Secondary pathway: (eye movement)

10% of the signals which involves control of the eye movement travel from the retina to the superior colliculi.

Why is occipital lobe called striated cortex? (Glickstein, 1988).

Because of the white stripes/striations created by nerve fibers (Glickstein, 1988).

The layers of lateral geniculate nucleus

It has 6 layers of neurons.

The 2 inner layers are called magnocellular (movement).

The 4 are called parvocellular (colors, texture and patterns, fines, and depth)

Tracking signals from the retina

Optic nerve/ chiasm → LGN of thalamus → optical radiation Primary visual cortex/striated cortex → extrastriated cortex V2

Visual information in the cerebral PRIMARY visual cortex (PATHWAYS)

1. From the primary visual cortex (V1), visual information fundamentally follows two paths:

   • the what pathway (ventral pathway, or parvocellular pathway)

   • the where pathway (dorsal pathway, or magnocellular pathway).

The what pathway in cerebral cortex

Processes intrinsic properties of objects (color, shape, etc.). Inferior temporal lobe.

The where pathway

Processes extrinsic properties of objects (distance, motion, etc.).

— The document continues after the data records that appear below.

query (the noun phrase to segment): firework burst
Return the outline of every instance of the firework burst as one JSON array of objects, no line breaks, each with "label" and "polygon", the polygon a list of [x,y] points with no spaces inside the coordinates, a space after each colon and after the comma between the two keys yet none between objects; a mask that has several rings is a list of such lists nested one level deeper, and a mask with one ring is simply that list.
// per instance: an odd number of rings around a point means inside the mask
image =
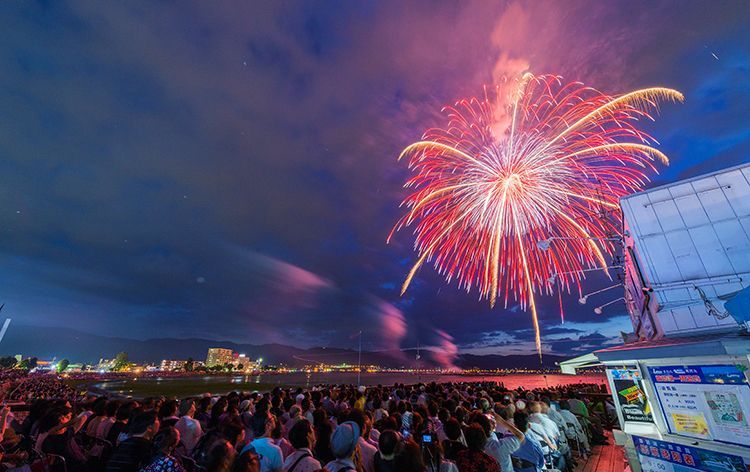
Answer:
[{"label": "firework burst", "polygon": [[607,267],[619,198],[669,162],[636,125],[659,101],[683,96],[661,87],[609,96],[550,75],[515,85],[510,96],[485,88],[481,99],[445,107],[447,126],[403,150],[413,172],[408,212],[388,239],[413,225],[418,258],[402,294],[431,262],[491,306],[500,298],[529,309],[541,356],[535,294],[551,294],[553,284],[580,290],[584,270]]}]

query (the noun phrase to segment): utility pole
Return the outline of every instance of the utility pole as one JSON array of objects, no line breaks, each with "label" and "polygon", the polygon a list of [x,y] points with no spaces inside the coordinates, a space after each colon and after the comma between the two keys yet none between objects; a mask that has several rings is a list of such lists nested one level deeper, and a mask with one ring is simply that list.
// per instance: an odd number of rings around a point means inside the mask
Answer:
[{"label": "utility pole", "polygon": [[362,330],[359,330],[359,353],[357,355],[357,387],[362,385]]}]

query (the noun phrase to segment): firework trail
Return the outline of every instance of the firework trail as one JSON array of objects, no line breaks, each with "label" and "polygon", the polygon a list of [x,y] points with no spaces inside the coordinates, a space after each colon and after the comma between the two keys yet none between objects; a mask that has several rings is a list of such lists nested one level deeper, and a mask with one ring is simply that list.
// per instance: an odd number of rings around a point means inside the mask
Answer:
[{"label": "firework trail", "polygon": [[510,96],[485,88],[484,98],[445,107],[446,127],[403,150],[413,172],[408,212],[388,239],[413,225],[418,258],[402,294],[432,262],[491,306],[500,297],[530,309],[541,357],[535,294],[555,283],[580,290],[583,270],[607,267],[616,249],[608,238],[620,230],[603,210],[619,212],[619,198],[669,162],[636,125],[659,101],[683,96],[661,87],[609,96],[551,75],[525,74],[516,85]]}]

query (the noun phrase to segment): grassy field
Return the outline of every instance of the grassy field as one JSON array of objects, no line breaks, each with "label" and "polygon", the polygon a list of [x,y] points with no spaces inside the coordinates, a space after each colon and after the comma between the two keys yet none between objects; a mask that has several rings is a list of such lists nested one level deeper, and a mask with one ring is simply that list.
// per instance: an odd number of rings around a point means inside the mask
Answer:
[{"label": "grassy field", "polygon": [[[70,385],[83,387],[86,384],[92,384],[91,381],[68,381]],[[190,397],[209,392],[212,394],[224,394],[231,391],[239,392],[267,392],[274,387],[288,387],[290,385],[283,383],[269,382],[236,382],[231,378],[211,378],[206,381],[203,378],[179,378],[179,379],[132,379],[117,382],[93,383],[99,388],[119,393],[133,398],[144,398],[151,396],[164,395],[165,397]]]}]

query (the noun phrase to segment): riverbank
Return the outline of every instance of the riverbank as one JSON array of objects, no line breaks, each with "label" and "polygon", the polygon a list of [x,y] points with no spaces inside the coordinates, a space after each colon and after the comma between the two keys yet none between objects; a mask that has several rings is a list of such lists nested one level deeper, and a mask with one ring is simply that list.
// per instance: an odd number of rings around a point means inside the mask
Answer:
[{"label": "riverbank", "polygon": [[[606,384],[602,374],[563,375],[563,374],[508,374],[501,376],[467,376],[439,374],[401,373],[362,373],[360,382],[365,386],[393,385],[394,383],[415,384],[429,382],[498,382],[506,388],[523,387],[554,388],[576,383]],[[188,397],[211,393],[226,394],[231,391],[267,392],[275,387],[311,388],[320,384],[357,384],[356,373],[293,373],[260,374],[253,376],[194,376],[177,378],[129,378],[88,383],[95,393],[102,391],[133,398],[163,395],[167,397]],[[78,386],[81,386],[79,383]]]}]

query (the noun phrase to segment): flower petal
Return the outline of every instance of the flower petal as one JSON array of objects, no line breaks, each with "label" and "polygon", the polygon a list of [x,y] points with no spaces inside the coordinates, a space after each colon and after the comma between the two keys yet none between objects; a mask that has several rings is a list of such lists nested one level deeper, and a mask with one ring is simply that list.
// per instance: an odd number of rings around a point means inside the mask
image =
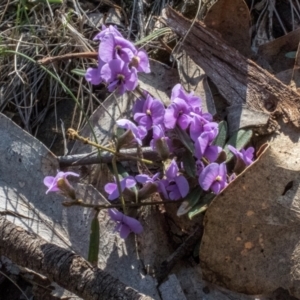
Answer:
[{"label": "flower petal", "polygon": [[188,181],[183,175],[180,175],[175,178],[175,182],[180,192],[181,198],[184,198],[190,190]]},{"label": "flower petal", "polygon": [[208,191],[210,189],[218,175],[219,165],[217,163],[211,163],[203,169],[199,176],[199,184],[204,191]]},{"label": "flower petal", "polygon": [[119,231],[122,239],[126,239],[131,232],[130,228],[124,223],[121,224]]},{"label": "flower petal", "polygon": [[126,224],[130,228],[130,230],[134,233],[139,234],[143,231],[142,224],[134,218],[124,215],[123,223]]},{"label": "flower petal", "polygon": [[123,214],[115,208],[109,208],[108,214],[110,218],[115,222],[121,222],[123,219]]}]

Posterior parietal lobe

Kanwisher et al. (1997)

Analyzed the differences between the areas of the brain activated when processing images of faces and those that were activated when processing information from other objects

Processing information about places

The parahippocampal area of place or parahippocampal gyrus is activated by images of indoor or outdoor scenes.

Mainly focused on the processing of information on spatial distribution.

Face processing information

They detected the area specialized in processing faces, and found that the fusiform area of the face (FFA) is located below the temporal lobe.

Injury in brain areas related to visual funtion

Cortical blindness - loss of vision due to an injury in the brain area involved in visual function.

The cause for cortical blindness

Occipital lobe injuries (ischemia, trauma, etc.)

Which can present with anosognosia.

Different disturbances of vision

• Visual agnosias

• Agnosia for objects

• Agnosia for drawings

• Simultagnosia: inability to synthesize all the details of an stimulus as a whole, only perceiving its parts independently. It is due to bilateral parieto‐occipital lesions.

• Agnosia for color

• Color anomie (zone disconnection)

• Perceptual achromatopsia: deficit in distinguishing colors due to cortical lesions

• Prosopagnosia

• Bilateral lesions of the parietal cortex may result in visuospatial agnosias and movement agnosias.